Ich würde wo immer es geht, eine XML Schema Datei nutzen, oder zur Not selbst erstellen und ein XML-Framework, sei es jetzt EMF oder JAXB nutzen, um XML zu lesen, zu verarbeiten und zu schreiben. Da ich "noch" nicht so Firm mit EMF bin, würde ich das mit JAXB machen (ist schon in Java 6 drin). Du hast dann keine Probleme beim Suchen von Elementen, Attributen und so weiter --> weniger Streß, du brauchst weniger Kopfschmerztabletten und Beruhigungsmittel  (Ironie)


----------



## JohannisderKaeufer (11. Nov 2010)

[JAVA=78]String basetype = cp.getAttribute("basetype");
[/code]

wird auf MainButton aufgerufen, sollte aber auf dem child charttype aufgerufen werden

[JAVA=80] String type = cp.getAttribute("type");
  String mode = cp.getAttribute("mode");
[/code]

wird wieder auf MainButton aufgerufen, sollte aber auf dem "Enkel" chartrenderer aufgerufen werden.

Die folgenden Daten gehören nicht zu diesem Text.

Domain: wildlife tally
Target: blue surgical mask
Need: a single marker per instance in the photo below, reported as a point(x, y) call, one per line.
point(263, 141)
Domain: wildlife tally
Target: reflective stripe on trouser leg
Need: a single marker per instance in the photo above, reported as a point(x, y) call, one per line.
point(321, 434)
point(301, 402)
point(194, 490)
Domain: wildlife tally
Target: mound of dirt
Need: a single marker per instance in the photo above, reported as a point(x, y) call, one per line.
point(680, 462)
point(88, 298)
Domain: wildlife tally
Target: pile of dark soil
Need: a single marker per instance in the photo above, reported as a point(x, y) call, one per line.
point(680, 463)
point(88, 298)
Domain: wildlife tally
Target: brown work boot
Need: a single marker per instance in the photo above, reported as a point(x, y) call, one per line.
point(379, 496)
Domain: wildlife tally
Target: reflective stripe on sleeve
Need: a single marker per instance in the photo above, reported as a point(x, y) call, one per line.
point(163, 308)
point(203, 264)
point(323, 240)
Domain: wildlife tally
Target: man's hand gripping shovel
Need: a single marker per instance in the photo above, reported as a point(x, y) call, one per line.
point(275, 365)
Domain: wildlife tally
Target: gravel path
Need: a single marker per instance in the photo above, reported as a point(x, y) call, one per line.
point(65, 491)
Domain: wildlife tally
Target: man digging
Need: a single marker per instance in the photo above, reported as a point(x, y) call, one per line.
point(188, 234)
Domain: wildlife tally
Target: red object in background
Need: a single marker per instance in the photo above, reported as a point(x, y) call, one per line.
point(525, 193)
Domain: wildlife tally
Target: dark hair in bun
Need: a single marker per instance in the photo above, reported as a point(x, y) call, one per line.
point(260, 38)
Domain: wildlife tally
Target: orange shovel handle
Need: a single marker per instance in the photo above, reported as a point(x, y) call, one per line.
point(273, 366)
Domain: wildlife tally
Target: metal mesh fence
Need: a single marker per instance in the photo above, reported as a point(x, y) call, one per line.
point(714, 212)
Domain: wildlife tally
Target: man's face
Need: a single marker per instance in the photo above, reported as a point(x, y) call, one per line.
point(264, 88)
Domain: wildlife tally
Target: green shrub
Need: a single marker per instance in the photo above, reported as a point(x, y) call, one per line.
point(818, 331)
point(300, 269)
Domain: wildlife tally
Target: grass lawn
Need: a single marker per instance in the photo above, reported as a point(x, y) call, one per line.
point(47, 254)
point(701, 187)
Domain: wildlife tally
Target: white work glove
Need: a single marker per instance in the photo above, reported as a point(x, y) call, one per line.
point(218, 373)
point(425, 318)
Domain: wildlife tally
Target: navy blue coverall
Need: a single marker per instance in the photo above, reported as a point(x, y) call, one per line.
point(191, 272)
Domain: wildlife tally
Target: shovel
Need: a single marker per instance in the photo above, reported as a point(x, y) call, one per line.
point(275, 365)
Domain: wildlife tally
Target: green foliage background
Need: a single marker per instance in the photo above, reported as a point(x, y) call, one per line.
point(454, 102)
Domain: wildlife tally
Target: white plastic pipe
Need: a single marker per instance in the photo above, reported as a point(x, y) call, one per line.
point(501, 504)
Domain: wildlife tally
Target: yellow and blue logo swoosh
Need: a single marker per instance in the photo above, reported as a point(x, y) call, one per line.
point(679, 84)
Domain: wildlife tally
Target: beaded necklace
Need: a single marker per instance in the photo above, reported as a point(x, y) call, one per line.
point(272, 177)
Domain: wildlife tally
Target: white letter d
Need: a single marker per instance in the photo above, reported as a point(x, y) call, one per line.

[JAVA=84] String position = getTextValue(cp, "position");
[/code]
wird auf MainButton aufgerufen, sollte aber auf dem child legend aufgerufen werden

Zeile 83 ist auch nicht das wahre. Liefert true egal was das XML bietet. Und versucht auf visible von MainButton zuzugreifen, anstatt auf legend.


----------



## Faiza (24. Nov 2010)

Hallo zusammen,

ich habe meine Parser mit SAX umgeschrieben, dummerweise habe ich auch hier Schwierigkeiten.
Ich kriege keine Fehlermeldung und ich sehe nichts an der Konsole. Was mache ich falsch?? 
Kann bitte jemand mir weiter Hilfen? 
[XML]
<?xml version="1.0" encoding="UTF-8"?>

<OptimISEGuiModel>
	<MainButton>
		<ChartName>LOC</ChartName>

		<charttype value="Cartesian">
			<chartrenderer>
				<useAlertColors value="true" />
				<type value="LineChart" />
				<mode value="LineChart" />
			</chartrenderer>
		</charttype>

		<legend>
			<visible value="true" />
			<position value="right" />
			<background value="white" />
			<foreground value="" />
		</legend>

		<labelrenderer>
			<color value="" />
			<offset value="" />
			<rotation value="" />
			<visible value="" />
		</labelrenderer>

		<datasetlegend>
			<match value="" />
			<display value="Arch" />
			<showValue value="true" />
			<showStart value="(total: " />
			<showEnd value=")" />
		</datasetlegend>

		<graph>
			<name value="Arch" />
			<value value="50" />
			<color value="0x808080" />
		</graph>

		<datasetlegend>
			<match value="" />
			<display value="Other" />
			<showValue value="true" />
			<showStart value=" (total: " />
			<showEnd value=")" />
		</datasetlegend>

		<graph>
			<name value="Other" />
			<value value="50" />
			<color value="0xCC3333" />
		</graph>

		<datasetlegend>
			<match value="" />
			<display value="Model" />
			<showValue value="true" />
			<showStart value=" (total: " />
			<showEnd value=")" />
		</datasetlegend>

		<graph>
			<name value="Model" />
			<value value="50" />
			<color value="0x0000FF" />
		</graph>

		<datasetlegend>
			<match value="" />
			<display value="App" />
			<showValue value="true" />
			<showStart value=" (total: " />
			<showEnd value=")" />
		</datasetlegend>


		<graph>
			<name value="App" />
			<value value="50" />
			<color value="0x009F6B" />
		</graph>

	</MainButton>
</OptimISEGuiModel>
[/XML]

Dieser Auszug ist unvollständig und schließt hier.